I don't like to rain on even a tiny moment of sunshine in this sad parade, but I'm afraid I still have some grave reservations about Fr. Sudak. I'm glad John found a moment of grace, and I hope that he will continue to heal, but he's already lost a lifetime. Where was the kindness, the support, the assistance he needed throughout his whole life? How sad that the Christian community was so neglectful of one of the least of these for 50 years! It wasn't just the evil priest who failed him--it was the whole Catholic community, even his own parents, so invested in their fantasies of priestly specialness that they couldn't see the weeping little boy right in front of their eyes. After all this, the only thing that gives him hope is a mysterious word from a PRIEST--because priests are still the special ones. I find that really tragic.
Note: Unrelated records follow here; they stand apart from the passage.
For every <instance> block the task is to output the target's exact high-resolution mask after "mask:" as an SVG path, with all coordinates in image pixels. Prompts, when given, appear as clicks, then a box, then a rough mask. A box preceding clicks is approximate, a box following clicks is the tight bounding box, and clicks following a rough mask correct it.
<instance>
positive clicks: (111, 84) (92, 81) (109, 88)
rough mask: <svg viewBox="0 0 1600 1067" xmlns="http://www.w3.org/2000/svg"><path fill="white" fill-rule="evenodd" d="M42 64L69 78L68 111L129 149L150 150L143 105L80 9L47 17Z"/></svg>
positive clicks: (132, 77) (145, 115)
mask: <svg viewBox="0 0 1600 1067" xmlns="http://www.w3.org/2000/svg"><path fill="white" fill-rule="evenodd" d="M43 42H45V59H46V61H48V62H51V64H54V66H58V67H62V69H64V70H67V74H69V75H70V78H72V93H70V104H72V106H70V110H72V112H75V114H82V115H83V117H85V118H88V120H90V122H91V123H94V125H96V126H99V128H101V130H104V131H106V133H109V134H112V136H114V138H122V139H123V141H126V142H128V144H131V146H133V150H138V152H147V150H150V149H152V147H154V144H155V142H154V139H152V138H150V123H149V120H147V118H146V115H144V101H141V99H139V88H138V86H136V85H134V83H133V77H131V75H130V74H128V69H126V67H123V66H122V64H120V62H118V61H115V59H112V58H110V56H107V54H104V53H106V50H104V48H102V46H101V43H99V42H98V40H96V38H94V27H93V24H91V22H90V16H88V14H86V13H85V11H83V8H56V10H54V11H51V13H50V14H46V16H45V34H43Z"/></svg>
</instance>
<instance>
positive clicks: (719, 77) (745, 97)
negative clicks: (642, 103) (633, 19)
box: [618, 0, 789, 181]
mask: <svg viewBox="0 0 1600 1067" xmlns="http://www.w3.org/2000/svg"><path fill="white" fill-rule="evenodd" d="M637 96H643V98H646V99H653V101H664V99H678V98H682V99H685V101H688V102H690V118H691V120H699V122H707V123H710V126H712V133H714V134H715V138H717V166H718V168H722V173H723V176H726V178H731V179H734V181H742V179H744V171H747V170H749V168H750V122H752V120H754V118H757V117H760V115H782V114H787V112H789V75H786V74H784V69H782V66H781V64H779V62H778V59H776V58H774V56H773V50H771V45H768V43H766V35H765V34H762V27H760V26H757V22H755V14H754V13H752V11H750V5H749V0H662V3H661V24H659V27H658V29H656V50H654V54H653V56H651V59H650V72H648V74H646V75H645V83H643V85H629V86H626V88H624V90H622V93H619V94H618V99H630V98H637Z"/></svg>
Jesus said to his followers: The person who trusts me will not only do what I'm doing but even greater things, because I, on my way to the Father, am giving you the same work to do that I've been doing. (John 14:12) This work of healing love was meant for all of us--not just for priests. That Christians don't know and practice this on a daily basis is the greatest sadness.
Also, after being involved in the charismatic renewal for many years, I've come to have doubts about the purely supernatural nature of such events as Fr. Sudak's prayer meeting. It's been well documented that various psychics who supposedly read minds and have amazing knowledge of the secrets of their audience, with no prior knowledge, actually have many ways of gathering information before a performance. People will innocently volunteer a great deal to someone who is considered specially gifted. It would not have been surprising, to me, if the parish priests and others in contact with Fr. Sudak had discussed needy people who might attend the meeting. Sad to say, the stigma are one of the easiest miraculous things to fake, though you have to be somewhat mentally disturbed to disfigure yourself in this way.
I'm not saying he's a fake. I still believe that miracles sometimes happen. But I don't think it demeans a real miracle to be cautious about assigning that label to every unusual event. God could still be working through Fr. Sudak in a less miraculous way, even if he actually heard some information about John from other sources. But I'd hate to see more disillusionment and despair if, at some point, Fr. Sudak gets debunked and those who put their faith in a mere man feel cheated again.
"Where was God during the holocaust? Why, He was in the gas chambers!"
- Peter Kreeft
With NO disrespect toward God, So What?
I'm glad for Rod's friend. Although, I must confess that since the word 'healing' is so often used as a facile evasion, and its situational definition so plasticized as to be meaningless, I wonder at its long-term significance.